Wet coupling mechanism, conducts heat when realizing heat transfer when mass transfer, mass transfer, so as to improve the synthesis conditioning performance of product;The opposing party
Face utilizes Eu-Ce/TiO2Photocatalysis formaldehyde gas produces H2O and moisture pick-up properties, can further enhance the humidity of product,
Promote the reaction of photocatalysis formaldehyde gas to be carried out to positive direction, greatly improve photocatalysis effect.
Compared with prior art, the invention has the advantages that:
1st, the present invention utilizes Eu-Ce/TiO2Catalysis material had both played Eu-Ce and has been modified TiO as matrix material2Light
Catalytic performance, has played the humidity of porous inorganic material again, also special using the three-dimensional space grid structure of inorganic material, with
The organic acid of appropriate architecture phase transition temperature is combined, and realizes temperature adjusting performance.Make temperature adjusting performance, humidity and photocatalysis performance
It is unified, it compensate for single can not really realize of existing product function and improve indoor environment comfort level and improve indoor air quality
Deficiency, improves product competitiveness in the market.

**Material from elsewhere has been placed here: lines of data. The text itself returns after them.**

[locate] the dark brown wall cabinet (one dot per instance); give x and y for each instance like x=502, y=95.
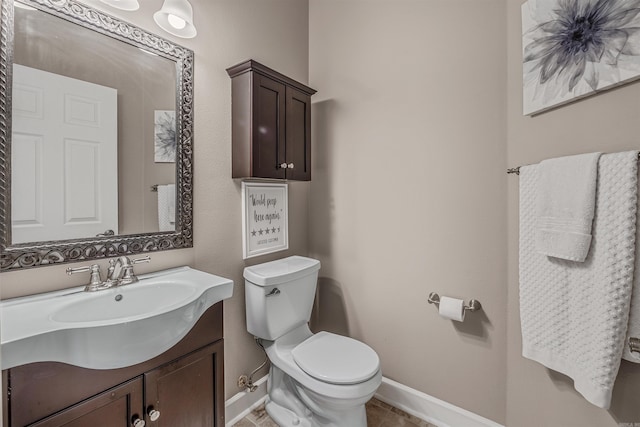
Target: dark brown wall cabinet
x=271, y=116
x=183, y=387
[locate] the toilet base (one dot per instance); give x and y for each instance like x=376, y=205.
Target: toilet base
x=289, y=404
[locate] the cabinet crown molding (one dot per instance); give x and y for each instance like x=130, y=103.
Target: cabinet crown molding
x=252, y=65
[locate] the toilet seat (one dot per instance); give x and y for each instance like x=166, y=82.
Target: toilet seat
x=336, y=359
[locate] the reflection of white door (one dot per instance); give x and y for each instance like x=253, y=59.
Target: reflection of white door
x=64, y=157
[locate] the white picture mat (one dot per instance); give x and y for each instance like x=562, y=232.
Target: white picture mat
x=265, y=218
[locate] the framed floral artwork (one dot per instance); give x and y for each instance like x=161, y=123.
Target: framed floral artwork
x=575, y=48
x=165, y=136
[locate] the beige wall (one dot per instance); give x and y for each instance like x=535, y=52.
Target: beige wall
x=275, y=33
x=409, y=188
x=607, y=122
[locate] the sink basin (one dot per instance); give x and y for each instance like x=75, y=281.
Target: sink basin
x=108, y=329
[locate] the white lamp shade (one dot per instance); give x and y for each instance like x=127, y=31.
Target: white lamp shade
x=176, y=17
x=123, y=4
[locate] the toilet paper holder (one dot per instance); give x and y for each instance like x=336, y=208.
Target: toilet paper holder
x=474, y=304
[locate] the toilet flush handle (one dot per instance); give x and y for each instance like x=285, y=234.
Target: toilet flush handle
x=274, y=292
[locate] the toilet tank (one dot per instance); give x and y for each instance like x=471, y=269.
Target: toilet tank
x=279, y=295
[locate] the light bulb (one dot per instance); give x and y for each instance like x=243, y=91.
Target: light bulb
x=176, y=22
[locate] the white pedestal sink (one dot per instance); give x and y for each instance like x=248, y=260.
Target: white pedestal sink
x=108, y=329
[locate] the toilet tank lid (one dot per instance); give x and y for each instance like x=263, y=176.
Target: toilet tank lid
x=281, y=271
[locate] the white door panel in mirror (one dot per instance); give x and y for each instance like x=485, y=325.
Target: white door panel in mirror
x=144, y=83
x=65, y=143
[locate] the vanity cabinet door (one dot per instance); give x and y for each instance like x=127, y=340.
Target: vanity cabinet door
x=120, y=406
x=187, y=392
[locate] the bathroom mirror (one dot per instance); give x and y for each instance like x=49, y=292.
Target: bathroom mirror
x=96, y=125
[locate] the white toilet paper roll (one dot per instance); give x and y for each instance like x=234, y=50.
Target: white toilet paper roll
x=451, y=308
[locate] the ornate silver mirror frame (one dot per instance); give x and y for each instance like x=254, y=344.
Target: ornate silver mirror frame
x=38, y=254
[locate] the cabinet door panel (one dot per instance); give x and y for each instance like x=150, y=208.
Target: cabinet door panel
x=298, y=137
x=184, y=391
x=268, y=128
x=116, y=407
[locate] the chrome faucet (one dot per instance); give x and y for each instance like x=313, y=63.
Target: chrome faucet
x=120, y=272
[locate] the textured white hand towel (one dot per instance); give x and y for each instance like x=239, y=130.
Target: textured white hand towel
x=574, y=316
x=565, y=206
x=634, y=313
x=166, y=207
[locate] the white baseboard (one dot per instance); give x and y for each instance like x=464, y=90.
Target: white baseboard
x=414, y=402
x=428, y=408
x=241, y=404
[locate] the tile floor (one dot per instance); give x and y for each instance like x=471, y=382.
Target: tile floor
x=379, y=414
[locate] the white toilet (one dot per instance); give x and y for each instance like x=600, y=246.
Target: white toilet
x=319, y=379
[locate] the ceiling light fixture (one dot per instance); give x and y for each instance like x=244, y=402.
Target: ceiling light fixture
x=129, y=5
x=176, y=17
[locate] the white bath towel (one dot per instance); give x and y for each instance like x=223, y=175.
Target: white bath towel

2nd, it is of the invention by palmityl alcohol-palmitic acid-laurate phase-change material and Eu-Ce/TiO2It is compound, not only realize respectively
Palmityl alcohol-palmitic acid-lauric temperature adjusting performance and Eu-Ce/TiO2Humidity, photocatalysis performance;And in material circle
Face realizes heat and mass coupling, further increases comprehensive conditioning performance.Utilize Eu-Ce/TiO simultaneously2Photocatalysis formaldehyde gas
Body produces H2O and moisture pick-up properties, realize humidity enhancing and promote the purpose of light-catalyzed reaction, so as to further improve product
Humidity and photocatalysis performance.
3rd, the present invention meets the policy requirements of national green ecological architectural material, is effectively improved indoor environment comfort level
And changed kind indoor air quality, heating and the use of refrigeration plant, humidifier and air cleaning facility are reduced, reduces and builds
Energy consumption is built, the approach of new function material has been opened up.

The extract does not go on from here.